Import Logistics: Process or Project?

The advantages of importing products - even with a recently strong dollar - from countries like China, India, Bangladesh and Indonesia are indisputable, to structure a diverse national retail.

It is true that imports meet two key retail goals: - offering a differentiated mix to consumers who are increasingly eager for new items and pricing; - and a possibility of increasing the category's gross margin when compared to a 100% national operation.

However, in our view, an import process can bring great risks to the retailer's forecast results, especially one who needs to coordinate their activities, as fashion retailers.

Therefore, how to manage imports to ensure that they will add and not subtract value in a retailer's Supply Chain?

The first item that must be understood: imports for this retailer are a process or a project? What does that mean?

For a retailer with a continuous flow, such as a supermarket or superstore, which needs to compose its product mix continuously with dry food and general merchandise items, for example, imports are a process.

That is, imports happen all year round, based on a strategic sourcing process that is renewed annually. An additional feature is that these are manufactured and commoditized products - "make to stock". There is no specific development.

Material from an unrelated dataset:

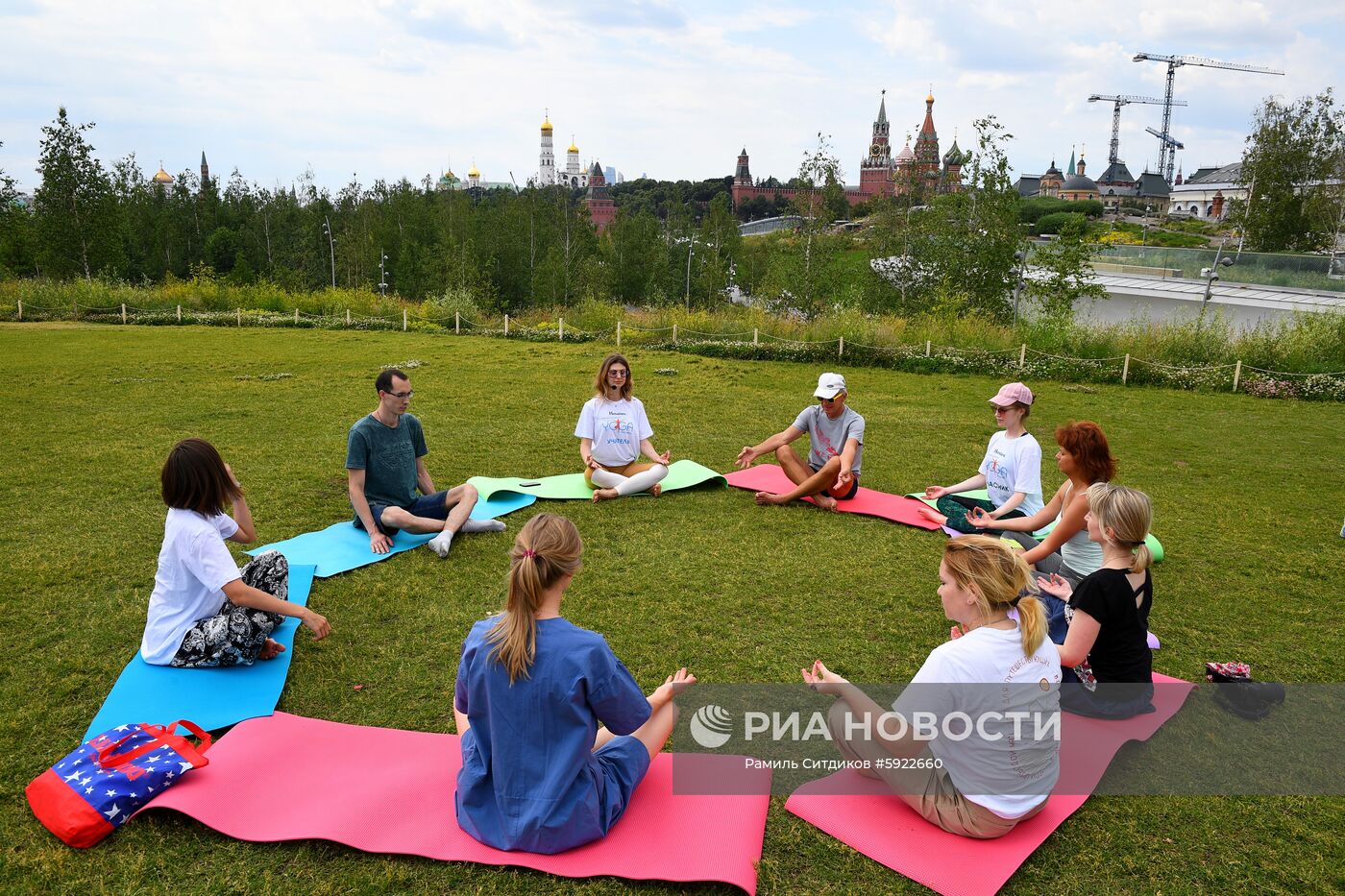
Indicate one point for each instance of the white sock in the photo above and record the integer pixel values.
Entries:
(441, 543)
(643, 480)
(607, 479)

On the other hand, for fashion retailers, imports are a project because each designed collection tends to produce a single result during a specific period. It is the essence of the PMBOK definition for a project. That is, it must be treated as a project from trend analysis to the sale of fashion products at stores.

Therefore, typical project tools are needed, such as schedule with activities, responsibility assignment and deadlines; and someone who can act as a PMO to manage the fronts that are part of a project, such as scope, deadlines, financial and human resources, supplies, etc.

We at Cosin recently helped a major fashion retailer to structure its imports based on the project concept. In the end, almost paradoxically, it was a project to organize a process:

  • Structure dates;
  • Ensure alignment between areas;
  • Set deadlines and responsibilities;
  • Consider several particularities of product origin/type;
  • Give visibility to ongoing processes;
  • Structure the routine to generate indicators, analysis and taking action (cancel/anticipate/delay/ etc).

Thus, a management schedule was created for follow-up meetings as well as a detailed schedule for routine management. A "waterfall" chart was also structured to control the different status from production to product arrival in Brazil. All this with a "war room" running alongside to ensure performance of the current "project".

Examples of these products are below:

logistica importacao

logistica importacao2
As a result, the company achieved much better control of import steps, allowing a significant improvement in complying with its commercial planning. And that clearly is reflected in the stores where, for example, national styled jeans need to be matched, at a specific time, with an imported cotton blouse, designed for the winter season and that is much more valued when exposed together with the pair of jeans.

Finally, due to the work developed and monitored by Cosin, this approach has allowed higher "same store sales" with increased margins when compared year over year.
In conclusion, we are certain that importing is an activity that increasingly becomes more important for national retailers, whether for industrial goods or clothing and fashion products.

The degree of value that this activity can bring goes through recognizing initially its nature in the Supply Chain and managing it appropriately.

In times of crisis, an important part of sales and margin may be hidden within your imports. And replacing import is not the strategy that retailers have adopted.